Le livre nous fera vivre d'abord la décision des parents d'engager une nounou, les démarches faites pour la choisir le mieux possible, l'engagement de Louise, et son arrivée dans la famille. Louise est une gardienne absolument fiable, sérieuse, attentive, travaillante, généreuse. Elle s'installe de plus en plus dans la famille, y jouant à la perfection le rôle qu'on veut lui voir tenir.

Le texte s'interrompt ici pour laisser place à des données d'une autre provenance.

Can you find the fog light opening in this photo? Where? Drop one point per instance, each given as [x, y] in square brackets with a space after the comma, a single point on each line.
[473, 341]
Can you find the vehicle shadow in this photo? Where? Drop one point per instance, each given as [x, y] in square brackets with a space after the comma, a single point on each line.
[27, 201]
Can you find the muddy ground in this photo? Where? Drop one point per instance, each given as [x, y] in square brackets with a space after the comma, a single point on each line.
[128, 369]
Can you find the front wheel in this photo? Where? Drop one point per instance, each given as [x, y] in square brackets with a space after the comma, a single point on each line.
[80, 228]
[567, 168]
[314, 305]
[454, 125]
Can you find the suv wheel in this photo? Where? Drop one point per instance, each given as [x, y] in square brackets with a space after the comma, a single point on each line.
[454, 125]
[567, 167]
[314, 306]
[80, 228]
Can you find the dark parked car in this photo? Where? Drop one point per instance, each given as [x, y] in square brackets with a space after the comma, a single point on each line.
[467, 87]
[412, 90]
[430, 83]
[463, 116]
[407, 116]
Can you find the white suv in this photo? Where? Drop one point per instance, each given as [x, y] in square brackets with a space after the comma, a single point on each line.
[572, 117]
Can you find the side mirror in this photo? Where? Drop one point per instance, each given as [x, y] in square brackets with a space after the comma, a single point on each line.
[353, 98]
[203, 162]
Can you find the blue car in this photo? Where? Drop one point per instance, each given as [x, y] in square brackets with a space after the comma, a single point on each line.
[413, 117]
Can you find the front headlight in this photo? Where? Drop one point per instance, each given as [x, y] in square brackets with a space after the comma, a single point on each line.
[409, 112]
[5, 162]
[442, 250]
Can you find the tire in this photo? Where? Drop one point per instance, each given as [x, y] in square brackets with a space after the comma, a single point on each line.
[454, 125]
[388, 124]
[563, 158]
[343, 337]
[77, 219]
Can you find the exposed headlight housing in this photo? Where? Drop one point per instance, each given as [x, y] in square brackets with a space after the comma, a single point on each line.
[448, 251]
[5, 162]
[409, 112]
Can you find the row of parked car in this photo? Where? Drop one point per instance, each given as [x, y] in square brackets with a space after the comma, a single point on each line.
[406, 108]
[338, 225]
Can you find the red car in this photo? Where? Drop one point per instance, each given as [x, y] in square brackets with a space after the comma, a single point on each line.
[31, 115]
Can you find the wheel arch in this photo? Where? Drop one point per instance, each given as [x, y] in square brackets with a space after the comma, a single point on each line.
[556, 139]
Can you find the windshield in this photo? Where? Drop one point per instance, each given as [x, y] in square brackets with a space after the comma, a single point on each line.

Les parents lui proposent même de l'emmener avec eux en vacances... Bon, parfois, on a l'impression qu'elle veut trop en faire, mais ce n'est pas si grave. On la suit aussi dans sa vie hors de son rôle de gardienne. Elle est seule, meurtrie par des expériences de couple et de mère peu valorisantes. Ses sorties au parc avec d'autres nounous ne la satisfont guère. Elle n'est pas heureuse... La solitude lui pèse, et elle finit par tuer les deux enfants...
 
Le style et la narration de l'auteure traduisent bien le climat de dérive psychotique de l'héroïne. Un récit froid, efficace... Tout de même, il ne m'a pas permis de comprendre vraiment pourquoi Louise en est arrivé à tuer... et tuer des enfants...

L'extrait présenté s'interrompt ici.